Three commands. No framework. No skill definition. No permission headaches. Claude starts in the worktree directory, sees only that branch's files, and does the work. You open another terminal tab and do it again for the next issue.
This pattern works today. It worked six months ago. It will work six months from now.
Shell Script Wrapper
Once the manual pattern is second nature, wrap steps 1-3. Something like this — your mileage will vary depending on your gh version and shell environment, so treat it as a starting point, not a copy-paste solution:
#!/usr/bin/env bash
# work-on: create a worktree for an issue and launch Claude in it
# NOTE: The gh output parsing below is illustrative.
# Adjust the grep/cut pattern to match your version of gh.
ISSUE=$1
[ -z "$ISSUE" ] && echo "Usage: work-on <issue-number>" && exit 1
# This parsing will likely need adjustment for your gh version
BRANCH=$(gh issue develop "$ISSUE" 2>&1 | grep -oE 'branch [^ ]+' | cut -d' ' -f2)
WORKTREE="../issue-${ISSUE}"
git worktree add "$WORKTREE" "$BRANCH"
cd "$WORKTREE" && claude
Save it. chmod +x. Now it's ./work-on 42. Still simple. Still yours to maintain. No magic.
Multiple Terminal Sessions
The simplest parallel pattern. Open three terminal tabs. Run work-on 42 in one, work-on 43 in another, work-on 44 in the third. You orchestrate by switching tabs. Claude works.
This sounds unsophisticated. It is. That's the point. Sophistication that doesn't serve the work is overhead.
Makefile / Justfile Recipes
For teams that want a project scoped vocabulary/call method:
work-on:
@./scripts/work-on $(ISSUE)
make work-on ISSUE=42. Everyone on the team uses the same entry point. The implementation stays in one script you can update without retraining anyone.
Claude's Built-in EnterWorktree
Anthropic now ships an EnterWorktree tool that creates an isolated worktree and launches a subagent inside it. It solves the core constraint — getting a Claude session rooted in a worktree directory — without leaving the current session. For quick, one-off parallel tasks it works well.
But it's still orchestration happening inside the agent. For anything beyond a single worktree, you end up managing the same complexity we ran into — just from a different entry point. We prefer owning the boundary in the shell, where we can see all the moving pieces at once. Your team may find the built-in tool fits their workflow better.

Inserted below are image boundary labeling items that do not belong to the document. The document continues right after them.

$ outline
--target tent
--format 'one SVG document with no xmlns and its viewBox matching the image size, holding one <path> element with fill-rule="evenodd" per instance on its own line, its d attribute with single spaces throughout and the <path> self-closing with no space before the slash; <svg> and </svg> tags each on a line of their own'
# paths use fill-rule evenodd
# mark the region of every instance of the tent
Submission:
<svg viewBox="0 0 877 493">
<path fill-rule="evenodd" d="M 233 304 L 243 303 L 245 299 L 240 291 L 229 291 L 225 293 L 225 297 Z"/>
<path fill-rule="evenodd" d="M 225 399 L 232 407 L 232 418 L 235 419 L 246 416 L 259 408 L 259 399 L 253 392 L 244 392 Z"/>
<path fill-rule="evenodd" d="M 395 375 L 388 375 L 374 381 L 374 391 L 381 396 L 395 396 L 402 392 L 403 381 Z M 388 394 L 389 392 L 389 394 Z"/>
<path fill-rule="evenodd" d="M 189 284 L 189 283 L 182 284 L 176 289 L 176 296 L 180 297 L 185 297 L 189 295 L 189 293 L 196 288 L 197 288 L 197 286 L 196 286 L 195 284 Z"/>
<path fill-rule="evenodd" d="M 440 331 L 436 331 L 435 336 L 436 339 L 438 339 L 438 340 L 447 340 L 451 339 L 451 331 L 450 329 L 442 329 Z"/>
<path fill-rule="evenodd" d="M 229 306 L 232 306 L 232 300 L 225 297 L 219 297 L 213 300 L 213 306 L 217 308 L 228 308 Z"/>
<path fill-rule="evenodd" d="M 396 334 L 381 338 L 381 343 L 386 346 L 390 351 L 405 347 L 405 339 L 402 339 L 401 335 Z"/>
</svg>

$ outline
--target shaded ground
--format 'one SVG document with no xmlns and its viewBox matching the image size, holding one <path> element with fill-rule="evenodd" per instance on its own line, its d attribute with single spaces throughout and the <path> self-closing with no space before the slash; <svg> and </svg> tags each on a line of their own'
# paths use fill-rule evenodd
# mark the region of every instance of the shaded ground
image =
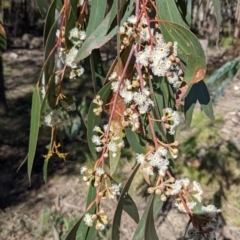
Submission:
<svg viewBox="0 0 240 240">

The principle matters more than the implementation: know where the boundary is, and keep it clean.
The Orchestration Boundary
Here's the picture:
Your shell owns: branch creation, worktree setup, launching Claude sessions, switching between them, reviewing results, merging, cleanup.
Claude owns: reading code, understanding the problem, making changes, running builds, reasoning about architecture, writing tests.
The boundary is clean. Everything above it is workflow. Everything below it is work. Don't mix them.
What We Learned
We stopped using flow-startup and started orchestrating these simple steps outside of Claude.
We try to avoid new-and-shiney at BSF5Y, but we have to admit; this one caught us. We were too
quick try and put standard solutions into a new technology.
The broader lesson applies well beyond worktrees. When a tool resists an abstraction, that resistance is information. It's telling you where the boundary is. Understand that boundary before you automate across it. Sophistication that doesn't serve the work is overhead.
Don't make the AI own the workflow harness. Let it own the work.